夜中、あの子の部屋の前を通ると、物音が一切しないんです。明かりはついているのに、寝返りを打つ音も、衣服が擦れる音も、スマートフォンの操作音すら聞こえない。まるで、部屋の中に誰もいないんじゃないかって、何度もドアを開けて確認したくなるくらい……。
あの子、本当に大丈夫なんですよね?
◇
彼の机の引き出しの奥から回収された、使い古された方眼ノートの断片。そこには、乱雑な落書きに混ざって、彼の精神が世界からの接続を拒絶していくグラデーションが、痛々しい筆跡で遺されていた。
【ノートの殴り書き断片】
通知って、小さい悲鳴みたいだ。
ポケットの中でスマホが震えるたびに、脳みそを細い針で直接突つかれるような気がする。ポップアップが光るたびに、誰かの感情や、誰かの都合が、私の服の袖を強く引っ張って、自分の場所に引きずり込もうとしてくる。
返事をしなきゃいけない。すぐに。そうしないと、繋がっていられないから。
でも、誰と? 何のために?
画面を裏返して、真っ暗にすると、頭の中の騒音が少しだけ静かになる。
静かな方が、ちゃんと考えられる。自分のことだけを、静かに、優しく、考えられる。
◇
警察の技術班が押収した、彼のスマートフォンのシステム設定ログには、彼が外部世界とのコードを一本ずつ、極めて意図的に切断していった執拗な足跡が残されていた。
【スマートフォン内・設定変更履歴】
6月1日 23:11──アプリごとの個別通知設定:全体の40%(主にゲーム、ニュースアプリ)を『非表示』に変更。

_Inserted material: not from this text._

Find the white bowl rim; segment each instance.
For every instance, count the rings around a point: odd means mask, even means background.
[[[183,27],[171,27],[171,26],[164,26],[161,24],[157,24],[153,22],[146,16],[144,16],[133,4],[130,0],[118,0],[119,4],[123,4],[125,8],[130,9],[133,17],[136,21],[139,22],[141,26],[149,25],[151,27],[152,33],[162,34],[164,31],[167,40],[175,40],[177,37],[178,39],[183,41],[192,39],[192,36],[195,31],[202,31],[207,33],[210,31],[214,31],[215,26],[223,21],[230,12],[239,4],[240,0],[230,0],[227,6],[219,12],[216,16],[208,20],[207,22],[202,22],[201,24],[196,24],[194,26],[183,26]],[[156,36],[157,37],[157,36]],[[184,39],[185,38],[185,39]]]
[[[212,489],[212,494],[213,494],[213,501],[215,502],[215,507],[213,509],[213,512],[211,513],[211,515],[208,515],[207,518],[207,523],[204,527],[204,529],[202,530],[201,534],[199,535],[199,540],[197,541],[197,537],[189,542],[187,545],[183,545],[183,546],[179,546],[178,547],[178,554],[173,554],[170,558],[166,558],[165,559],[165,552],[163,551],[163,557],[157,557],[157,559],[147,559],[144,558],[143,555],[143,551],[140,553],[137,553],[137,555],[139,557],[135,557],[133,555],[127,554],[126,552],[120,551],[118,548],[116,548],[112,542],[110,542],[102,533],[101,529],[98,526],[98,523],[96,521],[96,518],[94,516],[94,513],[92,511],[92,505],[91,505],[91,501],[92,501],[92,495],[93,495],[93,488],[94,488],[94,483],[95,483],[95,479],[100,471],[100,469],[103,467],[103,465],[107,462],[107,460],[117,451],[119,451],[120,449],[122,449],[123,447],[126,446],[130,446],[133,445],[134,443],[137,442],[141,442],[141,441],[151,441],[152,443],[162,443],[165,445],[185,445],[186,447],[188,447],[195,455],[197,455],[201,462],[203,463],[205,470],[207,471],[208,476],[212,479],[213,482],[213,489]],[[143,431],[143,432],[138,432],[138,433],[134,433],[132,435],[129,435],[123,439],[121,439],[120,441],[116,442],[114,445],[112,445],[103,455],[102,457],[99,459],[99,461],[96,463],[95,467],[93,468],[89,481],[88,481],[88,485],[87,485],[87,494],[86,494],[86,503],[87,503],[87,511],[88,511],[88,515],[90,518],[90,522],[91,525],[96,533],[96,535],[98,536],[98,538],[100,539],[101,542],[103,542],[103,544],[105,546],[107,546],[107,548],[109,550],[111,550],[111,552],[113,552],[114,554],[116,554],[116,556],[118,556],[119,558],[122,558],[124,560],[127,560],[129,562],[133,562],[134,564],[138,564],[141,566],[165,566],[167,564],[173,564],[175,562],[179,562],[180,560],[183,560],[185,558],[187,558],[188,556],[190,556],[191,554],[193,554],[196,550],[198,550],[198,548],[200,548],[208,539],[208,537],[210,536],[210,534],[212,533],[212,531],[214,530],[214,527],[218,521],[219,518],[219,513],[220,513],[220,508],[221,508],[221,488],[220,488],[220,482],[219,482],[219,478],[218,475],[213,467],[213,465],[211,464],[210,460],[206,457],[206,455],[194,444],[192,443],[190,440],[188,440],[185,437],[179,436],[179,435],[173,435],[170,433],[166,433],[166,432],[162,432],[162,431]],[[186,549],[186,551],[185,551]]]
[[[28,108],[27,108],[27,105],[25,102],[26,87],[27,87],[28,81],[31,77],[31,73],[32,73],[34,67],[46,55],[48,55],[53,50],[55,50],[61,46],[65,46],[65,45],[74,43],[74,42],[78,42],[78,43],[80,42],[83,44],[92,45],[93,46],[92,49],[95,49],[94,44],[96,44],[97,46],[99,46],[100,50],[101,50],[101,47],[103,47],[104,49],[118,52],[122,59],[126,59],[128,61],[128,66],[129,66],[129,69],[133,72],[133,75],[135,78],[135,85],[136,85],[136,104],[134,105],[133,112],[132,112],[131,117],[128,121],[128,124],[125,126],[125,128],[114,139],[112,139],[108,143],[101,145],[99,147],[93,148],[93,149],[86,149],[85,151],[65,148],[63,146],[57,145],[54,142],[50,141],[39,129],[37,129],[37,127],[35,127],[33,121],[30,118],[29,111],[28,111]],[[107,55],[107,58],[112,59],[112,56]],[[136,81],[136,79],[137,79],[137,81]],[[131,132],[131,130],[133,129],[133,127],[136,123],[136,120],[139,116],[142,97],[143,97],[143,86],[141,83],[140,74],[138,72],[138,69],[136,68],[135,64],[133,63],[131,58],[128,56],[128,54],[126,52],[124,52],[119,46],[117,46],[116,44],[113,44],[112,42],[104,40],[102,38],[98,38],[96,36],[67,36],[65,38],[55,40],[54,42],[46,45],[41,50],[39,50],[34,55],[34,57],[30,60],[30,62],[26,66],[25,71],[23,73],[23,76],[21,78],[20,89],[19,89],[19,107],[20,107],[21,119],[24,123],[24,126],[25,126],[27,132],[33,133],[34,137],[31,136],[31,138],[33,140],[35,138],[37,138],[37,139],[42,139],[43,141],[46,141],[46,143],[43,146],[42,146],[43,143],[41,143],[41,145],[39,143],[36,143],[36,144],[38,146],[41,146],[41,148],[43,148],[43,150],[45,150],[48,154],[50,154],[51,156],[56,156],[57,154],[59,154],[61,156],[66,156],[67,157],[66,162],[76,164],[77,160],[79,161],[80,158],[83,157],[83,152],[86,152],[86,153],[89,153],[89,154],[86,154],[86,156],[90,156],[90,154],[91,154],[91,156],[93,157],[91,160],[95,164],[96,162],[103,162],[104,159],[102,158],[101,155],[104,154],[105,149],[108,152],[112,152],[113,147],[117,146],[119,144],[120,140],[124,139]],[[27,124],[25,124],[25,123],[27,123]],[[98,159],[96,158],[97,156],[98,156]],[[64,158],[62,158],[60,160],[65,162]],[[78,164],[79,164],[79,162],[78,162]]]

6月2日 18:45──SNSアプリ(X、Instagram)の『プッシュ通知』を完全OFF。
6月3日 14:22──主要メッセージアプリ(LINE)のすべてのグループチャットを『通知オフ・非表示』に設定。
6月4日 01:03──システム基本設定:すべての着信およびバイブレーションを『無音(完全サイレントモード)』へ移行。
【自宅学習机設置の音声教材用レコーダー・環境音解析】
(ブー、という微かな空調の駆動音。時折窓の外を通り過ぎる、遠いバイクの排気音)
(それ以外の、ペンを動かす音や、紙が擦れる音は一切存在しない)
◇
深夜2時。暗闇の中に、スマートフォンの画面が放つ、かすかな緑色の光だけが彼の顔を照らしていた。彼は耳にイヤホンを差し込み、あの『ダークグリーンのキャラクター』の自己啓発動画を、吸い込まれるように見つめている。
男子生徒:「……静かだ」
その声は、重荷をすべて下ろした旅人のように、深く、平坦に澄んでいた。
男子生徒:「やっと、頭の中が落ち着いた」
彼がスマートフォンの画面を伏せた瞬間、部屋を支配する闇は、完璧な『静寂』へと完成された。それは、孤立という恐怖ではなく、脳を侵食するノイズからの、至高の救済だった。